323 pgs
With the runaway success of Gone Girl, it was inevitable that others would try to recreate its success themselves. It's pretty clear that Paula Hawkins took note of what made Gillian Flynn's book so popular, and then used some of those same elements and methods of storytelling for her first novel. Fortunately she did so remarkably well. Like its predecessor, The Girl on the Train uses alternating narrators, with Rachel, the primary narrator, offering an unreliable account of what takes place in order to keep the reader guessing and making assumptions till the end.
Rachel is recently divorced and losing her fight against alcoholism, which destroyed her marriage, and is continuing to derail her life. Every day she rides the commuter train into and out of London for her job. Each day the train has to make a brief stop behind the street where the house she once lived in with her ex-husband Tom resides. So twice a day she has to spend a brief minute trying to avoid looking in through the rear windows of the house, where Tom and the woman he left Rachel for, live with their new baby daughter. Instead, she tries to focus on one of the houses a few houses down the street.
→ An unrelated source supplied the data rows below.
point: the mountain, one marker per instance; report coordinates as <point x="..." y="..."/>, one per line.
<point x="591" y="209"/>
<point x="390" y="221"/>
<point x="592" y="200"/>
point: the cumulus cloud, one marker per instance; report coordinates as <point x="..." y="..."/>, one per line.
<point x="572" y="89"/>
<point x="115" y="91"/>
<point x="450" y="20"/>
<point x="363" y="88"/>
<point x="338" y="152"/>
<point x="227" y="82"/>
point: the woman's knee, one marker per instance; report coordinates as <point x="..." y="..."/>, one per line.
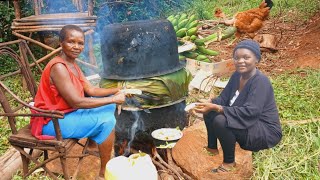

It's owned by a young couple, obviously deeply in love and living the type of life Rachel always thought she'd end up having.
One day, while the train is stopped, Rachel sees something take place at the house she's been watching, and soon after, she sees on the news that the wife has disappeared. She's convinced that what she saw take place in the house is connected with the wife's disappearance and she tries to insert herself into the police investigation, and into the lives of those involved. Unfortunately, her binge drinking and subsequent blackouts make her at best, an unreliable witness.
In a genre typically dominated by male protagonists who are strong, assured, and powerful, this newly-popular breed of thrillers is a welcome change, and Paula Hawkins has shown that she has every right to stand right next to Gillian Flynn there.